Archangel's Consort
(The third book in the Guild Hunter series)
A novel by Nalini Singh
1
Swathed in the silken shadows of deepest night, New York was the same . . . and altered beyond compare. Once Elena had watched angels take flight from the light-filled column of the Tower as she sat in front of the distant window of her cherished apartment. Now, she was one of those angels, perched high atop a balcony that had no railing, nothing to prevent a deadly fall.
Except of course, she would no longer fall.
Her wings were stronger now. She was stronger.
Flaring out those wings, she took a deep breath of the air of home. A fusion of scents—spice and smoke, human and vampire, earthy and sophisticated—hit her with the wild fever of a welcoming rainstorm. Her chest, tight for so long, relaxed, and she stretched her wings out to their greatest width. It was time to explore this familiar place that had become foreign, this home that was suddenly new again.

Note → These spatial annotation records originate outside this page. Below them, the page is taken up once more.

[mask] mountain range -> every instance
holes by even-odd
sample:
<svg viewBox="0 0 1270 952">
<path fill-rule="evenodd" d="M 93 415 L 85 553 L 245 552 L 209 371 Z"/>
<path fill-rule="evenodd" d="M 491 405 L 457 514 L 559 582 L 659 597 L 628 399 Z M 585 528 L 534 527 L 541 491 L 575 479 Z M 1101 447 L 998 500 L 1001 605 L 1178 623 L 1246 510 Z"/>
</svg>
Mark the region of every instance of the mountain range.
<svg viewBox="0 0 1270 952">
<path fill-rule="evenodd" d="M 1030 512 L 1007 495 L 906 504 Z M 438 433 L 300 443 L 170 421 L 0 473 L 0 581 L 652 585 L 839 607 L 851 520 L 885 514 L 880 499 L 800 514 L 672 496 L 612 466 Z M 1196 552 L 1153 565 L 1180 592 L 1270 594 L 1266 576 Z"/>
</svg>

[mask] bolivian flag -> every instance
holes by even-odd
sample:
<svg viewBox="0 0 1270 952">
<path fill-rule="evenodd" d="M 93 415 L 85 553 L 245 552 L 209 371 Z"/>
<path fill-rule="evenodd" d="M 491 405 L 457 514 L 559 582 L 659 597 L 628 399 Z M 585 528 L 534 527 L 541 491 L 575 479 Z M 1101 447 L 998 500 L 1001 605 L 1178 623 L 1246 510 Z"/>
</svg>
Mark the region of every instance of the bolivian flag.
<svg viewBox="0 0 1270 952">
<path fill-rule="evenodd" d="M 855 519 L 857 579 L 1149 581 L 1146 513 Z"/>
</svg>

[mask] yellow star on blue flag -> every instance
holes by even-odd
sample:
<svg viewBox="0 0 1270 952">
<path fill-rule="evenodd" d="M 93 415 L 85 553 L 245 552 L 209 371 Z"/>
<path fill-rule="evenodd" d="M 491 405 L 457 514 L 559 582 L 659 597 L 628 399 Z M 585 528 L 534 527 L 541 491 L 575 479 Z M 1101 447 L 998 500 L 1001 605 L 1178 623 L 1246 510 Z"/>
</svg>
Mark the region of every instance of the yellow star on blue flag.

Diving down from the balcony, she swept across Manhattan on air currents kissed by the cool bite of spring. The bright green season had thawed the snows that had kept the city in thrall this winter, and now held court, summer not even a peach-colored blush on the horizon. This was the time of rebirth, of blooming things and baby birds, bright and young and fragile even in the frenetic rush of a city that never slept.
Letting the air currents sweep her where they would above the diamond-studded lights of the city, she tested her wings, tested her strength.
Stronger.
But still weak. An immortal barely-Made.
One whose heart remained painfully mortal.
So it was no surprise when she found herself trying to hover outside the plate-glass window of her apartment. She didn’t yet have the skill to execute the maneuver, and she kept dropping, then having to pull herself back up with fast wingbeats. Still, she saw enough in those fleeting glimpses to know that while the once-shattered glass had been flawlessly repaired, the rooms were empty.
There wasn’t even a bloodstain on the carpet to mark the spot where she’d spilled Raphael’s blood, where she’d tried to staunch the crimson river until her fingers were the same murderous shade.
The scent of the wind and the rain, fresh and wild, around her, inside her, and then strong hands on her hips as Raphael held her effortlessly in position so she could look her fill through the window, her hands flat on the glass.
Emptiness.
No sign remained of the home she’d created piece by precious piece.
“You must teach me how to hover,” she said, forcing herself to speak past the knot of loss. It was just a place. Just things. “It’ll be a very good way to spy on potential targets. ”
“I intend to teach you many things. ” Tugging her back against his body, her wings trapped in between, the Archangel of New York pressed his lips to the tip of her ear. “You are full of sorrow. ”
It was instinct to lie, to protect herself, but they’d gone beyond that, she and her archangel. “I guess I somehow expected my apartment to still be here. Sara didn’t say anything when she sent me my things. ” And her best friend had never lied to her.